The Google Algorithms of 2014
Published on December 30, 2014
Another year has come and gone, as inbound marketers everywhere take this opportunity to look back on where Google has taken us this past year.
We're certainly used to ever-shifting algorithms, looking as far back as the 90s to map out the meandering journey of Google's search engine capabilities. 2014, however, was a year that brought the web some pretty significant changes in of itself.
Here are the major Google algorithm updates we've seen in 2014, originally detailed by Hubspot.
Page Layout #3
We started off the year with a Google algorithm change in February, where a new Page Layout algorithm - known as "Top Heavy" - which was manufactured to ding sites with too many ads above the fold.
This was the first step in the year made strictly to improve user experience, and aimed to give users the content they want right after they click a search result.
A major Panda 4.0 update occurred in May, specifically aimed to help small business and websites with quality content to perform better in search results.
Payday Loan 2.0/3.0
May also brought a 2.0 update to the Payday Loan function, though the specific details of this update were a little hazy. It seemed to penalize specific "spammy" or spam-heavy sites.
3.0 unveiled in June, which made a significant adaptation to the anti-spam algorithm and targeting spammy queries more generally (as compared to 2.0.)
The Death of Google Authorship Photos (and Authorship Altogether)

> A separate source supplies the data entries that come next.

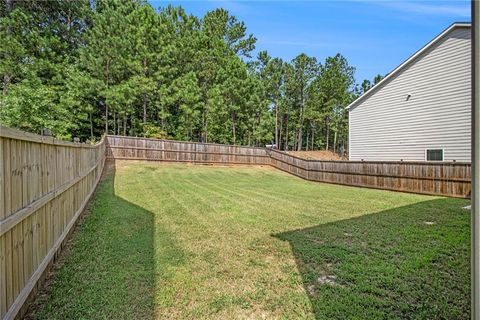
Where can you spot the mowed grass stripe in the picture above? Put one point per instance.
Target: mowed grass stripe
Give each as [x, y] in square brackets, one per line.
[200, 242]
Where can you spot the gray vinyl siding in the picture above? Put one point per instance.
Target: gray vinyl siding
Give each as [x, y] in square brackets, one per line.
[384, 126]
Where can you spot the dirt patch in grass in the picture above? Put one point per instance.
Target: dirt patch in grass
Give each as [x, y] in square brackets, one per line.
[317, 155]
[170, 241]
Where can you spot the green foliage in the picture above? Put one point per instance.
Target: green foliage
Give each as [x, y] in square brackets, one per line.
[201, 242]
[84, 68]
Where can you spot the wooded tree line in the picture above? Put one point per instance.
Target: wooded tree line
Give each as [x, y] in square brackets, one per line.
[82, 68]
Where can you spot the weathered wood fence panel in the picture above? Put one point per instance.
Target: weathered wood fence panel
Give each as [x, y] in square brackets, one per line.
[131, 148]
[435, 178]
[46, 184]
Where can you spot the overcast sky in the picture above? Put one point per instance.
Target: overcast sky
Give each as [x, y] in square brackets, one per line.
[375, 36]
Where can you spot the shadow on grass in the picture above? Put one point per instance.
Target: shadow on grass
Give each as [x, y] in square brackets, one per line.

Remember seeing photos and authorship annotations next to some of your searches? Well, Google officially plucked out authorship photos in June, stating that the change de-cluttered search engine results, especially for mobile users.

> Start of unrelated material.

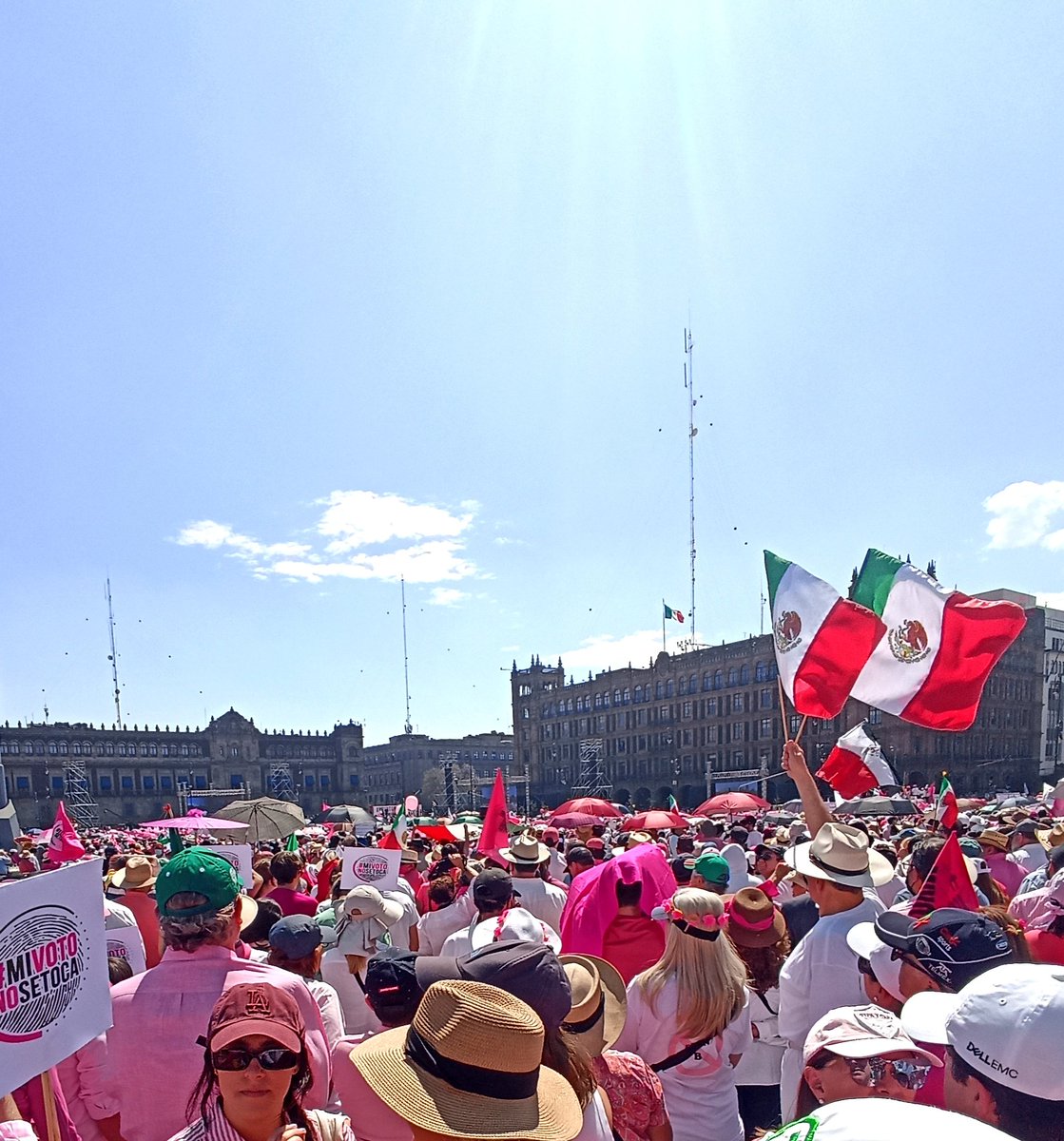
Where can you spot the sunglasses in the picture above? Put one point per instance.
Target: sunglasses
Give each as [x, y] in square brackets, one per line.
[870, 1072]
[271, 1058]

Later in August, Authorship was removed altogether, removing the relevance of the "rel=author" tag data. Why was it removed? Apparently there was low publisher and webmaster adoption. (Learn more about the death of Authorship here.)
This was perhaps the biggest change of the year, helping local businesses climb traditional web searches by improved distance and location ranking parameters.

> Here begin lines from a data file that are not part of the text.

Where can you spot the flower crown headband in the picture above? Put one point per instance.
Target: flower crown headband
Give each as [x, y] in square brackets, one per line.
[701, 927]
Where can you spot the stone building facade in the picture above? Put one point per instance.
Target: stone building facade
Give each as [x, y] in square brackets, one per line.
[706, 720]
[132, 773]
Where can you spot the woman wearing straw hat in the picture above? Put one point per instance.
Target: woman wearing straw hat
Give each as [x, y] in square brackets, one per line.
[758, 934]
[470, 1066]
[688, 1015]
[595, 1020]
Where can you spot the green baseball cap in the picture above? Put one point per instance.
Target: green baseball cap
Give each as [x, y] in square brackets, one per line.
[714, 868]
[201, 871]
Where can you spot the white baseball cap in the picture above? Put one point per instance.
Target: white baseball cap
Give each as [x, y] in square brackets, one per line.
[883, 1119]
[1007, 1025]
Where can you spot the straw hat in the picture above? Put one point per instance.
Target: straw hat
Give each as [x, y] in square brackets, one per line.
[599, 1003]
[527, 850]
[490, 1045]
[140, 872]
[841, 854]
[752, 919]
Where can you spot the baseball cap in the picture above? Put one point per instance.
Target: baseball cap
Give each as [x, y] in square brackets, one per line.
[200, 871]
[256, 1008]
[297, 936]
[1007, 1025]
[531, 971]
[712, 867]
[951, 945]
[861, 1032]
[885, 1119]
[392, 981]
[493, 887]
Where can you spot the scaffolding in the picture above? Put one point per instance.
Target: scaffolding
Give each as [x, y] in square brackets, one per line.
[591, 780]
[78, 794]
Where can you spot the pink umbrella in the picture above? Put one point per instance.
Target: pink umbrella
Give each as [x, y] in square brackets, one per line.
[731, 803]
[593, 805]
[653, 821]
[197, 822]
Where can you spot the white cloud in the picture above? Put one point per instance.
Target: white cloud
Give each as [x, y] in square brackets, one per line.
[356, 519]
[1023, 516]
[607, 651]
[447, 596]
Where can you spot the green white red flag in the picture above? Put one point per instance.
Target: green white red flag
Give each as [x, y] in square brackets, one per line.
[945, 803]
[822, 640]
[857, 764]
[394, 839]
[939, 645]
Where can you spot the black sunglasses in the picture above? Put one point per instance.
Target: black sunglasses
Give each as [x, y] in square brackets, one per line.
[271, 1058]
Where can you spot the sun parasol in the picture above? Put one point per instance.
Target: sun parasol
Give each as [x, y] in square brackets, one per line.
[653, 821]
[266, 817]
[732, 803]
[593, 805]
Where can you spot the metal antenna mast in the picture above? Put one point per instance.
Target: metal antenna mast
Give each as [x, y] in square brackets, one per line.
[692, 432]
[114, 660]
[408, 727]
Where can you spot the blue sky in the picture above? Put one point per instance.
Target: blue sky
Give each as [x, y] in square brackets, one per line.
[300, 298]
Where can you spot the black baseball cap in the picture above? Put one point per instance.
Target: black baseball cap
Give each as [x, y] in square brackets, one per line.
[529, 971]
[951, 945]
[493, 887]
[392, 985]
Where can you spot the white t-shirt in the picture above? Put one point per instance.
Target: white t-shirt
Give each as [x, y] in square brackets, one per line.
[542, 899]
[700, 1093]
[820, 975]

Pigeon also boosted local directory sites like Yelp and TripAdvisor when searching for region-specific businesses, favoring review sites amd aggregators over individual properties, presumably aiming to give consumers more data, not just more access.
HTTPS/SSL as a Ranking Signal
Google determines organic search page rankings through about 200 ranking signals, and in August added secure sites to this list as part of a broader effort to make the internet a more safe place. This is a pretty minor change in the gramd scheme of things, but perhaps a statement about where Google is headed?
The 27th Panda update came in September, heightening the search filter to be more precise with what is low quality content, thereby allowing more medium-sized sites with high quality content a better ability to compete. This is an area in which we, Geek | Chicago, love to play.
In October, Google made another effort to fight digital media piracy by improving Pirate with heightened ability to ding sites with copyright infringement reports. This update evidently targeted a small group of suspect websites (and dropped their respective rankings significantly).
While this update really only affected less than 1% of English queries, it did help boost search engine ranking for websites who have cleaned up webspam discovered in the previous Penguin update. This update also dinged sites with newly found spam.